Distinctive features include zoom-in features to read the engravings and moderately extensive maps with the locations of the monuments. Recalling that the price was a round $20, it is also probably the best buy. Relative to exam preparation, it is easy to use and allows for a quick review. I plan to spend a half an hour a night for three weeks compiling a list of the likely monuments to appear on the exam.

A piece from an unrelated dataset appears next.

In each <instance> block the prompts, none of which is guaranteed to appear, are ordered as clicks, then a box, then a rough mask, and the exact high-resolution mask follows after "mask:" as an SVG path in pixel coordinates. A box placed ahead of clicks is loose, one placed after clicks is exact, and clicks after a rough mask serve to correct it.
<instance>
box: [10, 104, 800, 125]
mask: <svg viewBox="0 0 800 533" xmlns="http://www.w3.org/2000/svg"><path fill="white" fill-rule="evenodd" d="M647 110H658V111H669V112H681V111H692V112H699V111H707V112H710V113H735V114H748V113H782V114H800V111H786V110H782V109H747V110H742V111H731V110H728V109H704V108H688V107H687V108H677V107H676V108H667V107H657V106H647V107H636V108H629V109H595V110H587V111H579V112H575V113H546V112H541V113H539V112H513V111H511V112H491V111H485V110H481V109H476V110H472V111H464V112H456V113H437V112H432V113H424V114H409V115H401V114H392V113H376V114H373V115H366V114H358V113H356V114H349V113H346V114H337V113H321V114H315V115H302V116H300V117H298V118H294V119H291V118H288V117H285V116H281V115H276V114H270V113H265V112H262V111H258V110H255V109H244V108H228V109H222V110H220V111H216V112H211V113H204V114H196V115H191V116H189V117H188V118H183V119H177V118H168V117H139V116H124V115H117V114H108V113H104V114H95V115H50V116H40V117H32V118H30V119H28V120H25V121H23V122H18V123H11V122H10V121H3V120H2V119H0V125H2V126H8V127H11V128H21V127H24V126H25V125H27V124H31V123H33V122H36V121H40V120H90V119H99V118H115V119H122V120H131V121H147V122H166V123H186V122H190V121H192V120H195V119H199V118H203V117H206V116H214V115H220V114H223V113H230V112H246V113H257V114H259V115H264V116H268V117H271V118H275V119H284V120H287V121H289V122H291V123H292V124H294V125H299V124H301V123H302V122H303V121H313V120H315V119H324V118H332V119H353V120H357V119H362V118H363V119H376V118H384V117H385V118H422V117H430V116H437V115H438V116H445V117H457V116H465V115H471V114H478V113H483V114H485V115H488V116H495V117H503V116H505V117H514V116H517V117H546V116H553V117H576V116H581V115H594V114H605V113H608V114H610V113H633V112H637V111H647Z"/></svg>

2. Stephen Recker's Virtual Gettysburg, by Stephen Recker, Another Software Miracle Inc., 2002. Is truly a marvelous preparation resource for the LBG exam. One compact disk is packed with tours, period photographs, and battlefield preservation history. The guided tour of the battlefield with LBG Gary Kross who gives the tour while you are looking at what he is point to. The tour also contains 99 panoramic (360 degrees) views of the battlefield. It is as if the viewer is standing beside Garry Kross and is able to turn completely around to see what is to the right, rear and left of the Kross. Also, There is an extensive collection of period photographs of the battlefield, the monuments, and maps. The entire Kross tour is also on three audio compact disks; CWL used them for a two hour automobile tour of the battlefield and then returned to the motel room, booted up the computer and took the same tour and reviewed the period photographs at the same time. A spiral bound book is included which contains the transcript of the tour and a map of the tour stops. For this exam taker, Virtual Gettysburg is essential. The price is $129 and for the dollar investment gives ample returns.
3.Gettysburg: The Complete Pictorial of Battlefield Monuments, D. Scott Hartwig and Ann Marie Hartwig, Thomas Publications, 2007. A reprint of the 1988 Granite House publication that was updated in 2003, this 72 page stable bound magazine size booklet has the essentials. All of the many monuments and markers are pictured: bronzes, Union and Confederate state memorials, commemorative monuments, regimental monuments, as well as the more recent additions up to 2003. Regimental markers are pictured by state. At $8.95 its a good buy. CWL has turned the book into a flashcard resource by using a bookmark to cover the photograph titles. Also, CWL notes that the photographs do not have the clarity of digital images and suspects that the photographs were take in the mid-1980s.